How a recycled garment made from tattered rags symbolises the ingenuity of what could have been one of the world's first large-scale ecological civilisations. Imagine standing on the old wooden Nihonbashi bridge in the commercial heartland of Edo, the ancient Japanese city now known as Tokyo. It is some time around 1750 during the Edo period, the era from 1603 to 1868 ruled by the Tokugawa shoguns .
You are surrounded by a bustle of chattering locals twirling their umbrellas, seafood traders rushing across the bridge, balancing brimming baskets on their shoulders, and labourers carrying rice and cloth to the market stalls on either side of the riverbank. The smell from the famous Nihonbashi Uogashi – the fish market – wafts through the air.
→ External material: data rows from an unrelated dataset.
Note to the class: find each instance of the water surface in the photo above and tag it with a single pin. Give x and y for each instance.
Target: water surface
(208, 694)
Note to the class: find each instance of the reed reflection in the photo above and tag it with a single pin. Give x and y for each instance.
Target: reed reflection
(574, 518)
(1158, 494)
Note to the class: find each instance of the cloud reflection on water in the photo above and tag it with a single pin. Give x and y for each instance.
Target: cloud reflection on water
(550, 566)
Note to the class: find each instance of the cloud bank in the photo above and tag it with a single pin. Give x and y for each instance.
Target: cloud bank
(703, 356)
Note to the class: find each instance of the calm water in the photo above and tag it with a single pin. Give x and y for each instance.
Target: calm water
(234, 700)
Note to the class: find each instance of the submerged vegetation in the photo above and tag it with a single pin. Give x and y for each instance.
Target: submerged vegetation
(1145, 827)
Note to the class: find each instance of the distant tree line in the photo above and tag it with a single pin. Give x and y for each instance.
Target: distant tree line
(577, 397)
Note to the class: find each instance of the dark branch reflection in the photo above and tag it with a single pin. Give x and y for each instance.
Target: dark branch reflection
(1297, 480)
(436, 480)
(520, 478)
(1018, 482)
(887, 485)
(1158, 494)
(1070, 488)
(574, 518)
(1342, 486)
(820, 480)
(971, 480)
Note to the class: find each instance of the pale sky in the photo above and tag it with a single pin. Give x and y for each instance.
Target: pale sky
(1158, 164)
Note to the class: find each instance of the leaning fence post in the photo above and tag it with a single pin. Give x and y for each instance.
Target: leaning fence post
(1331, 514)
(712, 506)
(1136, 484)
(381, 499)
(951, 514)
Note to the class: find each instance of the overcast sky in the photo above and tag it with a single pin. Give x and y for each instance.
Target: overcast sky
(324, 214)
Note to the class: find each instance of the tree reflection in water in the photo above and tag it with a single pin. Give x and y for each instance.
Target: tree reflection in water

It is a huge city of nearly one million people – far bigger than London or Paris at the time.
You notice that almost everything seems to be made of wood – houses, carts, the bridge itself. But what is less obvious is that you are gazing upon what may be one of the world's first large-scale ecological civilisations. Ancient Japan, I argue in my new book History for Tomorrow , offers inspiration for creating the deeply sustainable society we so urgently need today.
Humanity's material footprint is almost double what the planet can safely sustain: we are using up the resources of nearly two planet Earths annually. Just think of the e-waste mountains, the biodiversity loss, the oceans polluted with microplastics, the deforestation to g.